Ochrzczono mnie w 1960 r,więc nie miałam pojęcia o statusie,którego wtedy nie było,zresztą nigdy nikt nas nie poinformował że istnieje i co to jest,dzięki forum mam tę wiedzę i jeśli to będzie realne zwrócę się od Biura oddziału-mając wtedy,czy nawet kilka lat temu wiedzę co zawiera statut-nie zostałabym członkiem tej korporacji.Oby realne było to o czym piszecie-ukłony dla Roszady za jego wysiłek,wierzę że nie zostawicie sprawy-jest nas wielu samodzielnie myślących,nie boimy się już "wujków" z Warwick!!!
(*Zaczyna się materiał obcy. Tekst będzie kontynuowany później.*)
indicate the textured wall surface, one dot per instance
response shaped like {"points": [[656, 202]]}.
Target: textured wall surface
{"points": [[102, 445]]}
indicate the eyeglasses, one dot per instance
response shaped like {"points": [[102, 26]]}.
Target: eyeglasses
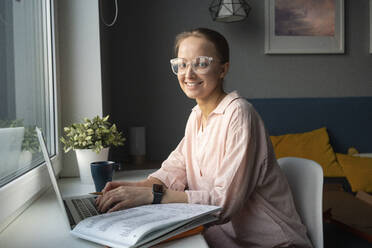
{"points": [[200, 65]]}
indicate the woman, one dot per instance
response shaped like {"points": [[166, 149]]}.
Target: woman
{"points": [[225, 158]]}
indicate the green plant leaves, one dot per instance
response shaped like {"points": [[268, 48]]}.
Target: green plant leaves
{"points": [[95, 134]]}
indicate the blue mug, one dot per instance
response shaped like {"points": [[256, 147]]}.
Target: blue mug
{"points": [[102, 172]]}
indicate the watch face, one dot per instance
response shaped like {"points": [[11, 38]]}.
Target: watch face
{"points": [[157, 188]]}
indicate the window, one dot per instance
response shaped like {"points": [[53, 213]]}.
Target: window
{"points": [[27, 85]]}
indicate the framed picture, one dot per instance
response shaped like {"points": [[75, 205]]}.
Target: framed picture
{"points": [[370, 26], [304, 26]]}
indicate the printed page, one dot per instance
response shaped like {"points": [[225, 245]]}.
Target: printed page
{"points": [[126, 227]]}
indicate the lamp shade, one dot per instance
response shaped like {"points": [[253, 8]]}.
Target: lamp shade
{"points": [[229, 10]]}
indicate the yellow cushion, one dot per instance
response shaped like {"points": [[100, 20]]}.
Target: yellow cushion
{"points": [[358, 171], [312, 145]]}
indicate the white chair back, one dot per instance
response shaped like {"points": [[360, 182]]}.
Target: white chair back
{"points": [[305, 177]]}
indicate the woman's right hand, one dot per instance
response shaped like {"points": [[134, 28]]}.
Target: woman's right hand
{"points": [[110, 186]]}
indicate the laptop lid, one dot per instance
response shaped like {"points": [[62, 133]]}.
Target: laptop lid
{"points": [[51, 173]]}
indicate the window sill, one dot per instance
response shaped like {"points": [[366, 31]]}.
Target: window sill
{"points": [[23, 191]]}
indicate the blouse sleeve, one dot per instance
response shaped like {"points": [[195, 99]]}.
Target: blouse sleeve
{"points": [[173, 172], [239, 172]]}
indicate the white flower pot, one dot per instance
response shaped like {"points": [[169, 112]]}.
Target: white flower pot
{"points": [[84, 158]]}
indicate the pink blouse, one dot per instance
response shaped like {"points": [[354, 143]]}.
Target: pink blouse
{"points": [[231, 163]]}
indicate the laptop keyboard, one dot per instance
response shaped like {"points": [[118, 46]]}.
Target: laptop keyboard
{"points": [[86, 207]]}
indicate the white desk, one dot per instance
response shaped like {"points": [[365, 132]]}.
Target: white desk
{"points": [[42, 224]]}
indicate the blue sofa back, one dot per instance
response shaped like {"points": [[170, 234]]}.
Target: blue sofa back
{"points": [[348, 119]]}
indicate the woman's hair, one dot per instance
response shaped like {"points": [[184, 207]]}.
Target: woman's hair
{"points": [[219, 42]]}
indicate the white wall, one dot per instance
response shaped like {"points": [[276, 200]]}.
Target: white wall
{"points": [[80, 67]]}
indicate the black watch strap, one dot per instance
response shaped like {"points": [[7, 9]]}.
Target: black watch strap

Gwoli ścisłości: Nigdy nie byłaś członkiem korporacji - o to właśnie toczyła się sprawa z GIODO i Straznicą przed WSA i w końcu w NSA. Do zeszłego roku CZŁONKAMI związku wyznaniowego było ok. 37 osób w tym jego zarząd Tu masz porównanie:
http://www.komitetsadowniczy.net/Home/uwagi-do-statutuWprawdzie teraz członkami związku (od 2014 roku) są wszyscy - jak to ujmuje statut - „prawidłowo ochrzczeni” ŚJ, alr kto z nich zna statut? A kto z nich podpisał zgodę na przetwarzanie przez Związek danych osobowych? Zaś takie osoby jak Ty - ochrzczone przed wejśceim w życie statutu z 2014 roku - tym bardziej powinny byc poproszone o wejście do związku, do którego nie należą. Czy jest taka druga organizacja, w której członkowie związku to tylko wybrana liczba osób??? Jak to możliwe, że członkowie związku nawet nie wiedzą, czy do niego należą, nie znają statutu ani starego, ani nowego, a nawet boją się o niego prosić? Co usłyszą? „Po oc ci bracie (siostro) statut, czy nie masz zaufania do organizaji Jehowy”? A zgody na przetwarzanie danych osobowych nikt im nie da do podpisu, bo według UODO każdy ma prawo do poprawiania i USUWANIA swoich danych, a oni przecież nie chca usuwać S-77 ani go ujawniać! Miejmy nadzieję, że wygrana sprawa, prawomocny wyrok NSA i uzasadnienie sędziego, na które czekamy, wreszczie coś zmienią i skończy się bezkarnośc bruklińskich królów (czy też z Warwick, Walkill i skąd tam jeszcze...).
Protokół z uchwałą walnego zgromadzenia Związku Wyznaniowego Strażnica został pozyskany z MAiC po złożeniu stosownego wniosku przez Stanisława Chłościńskiego.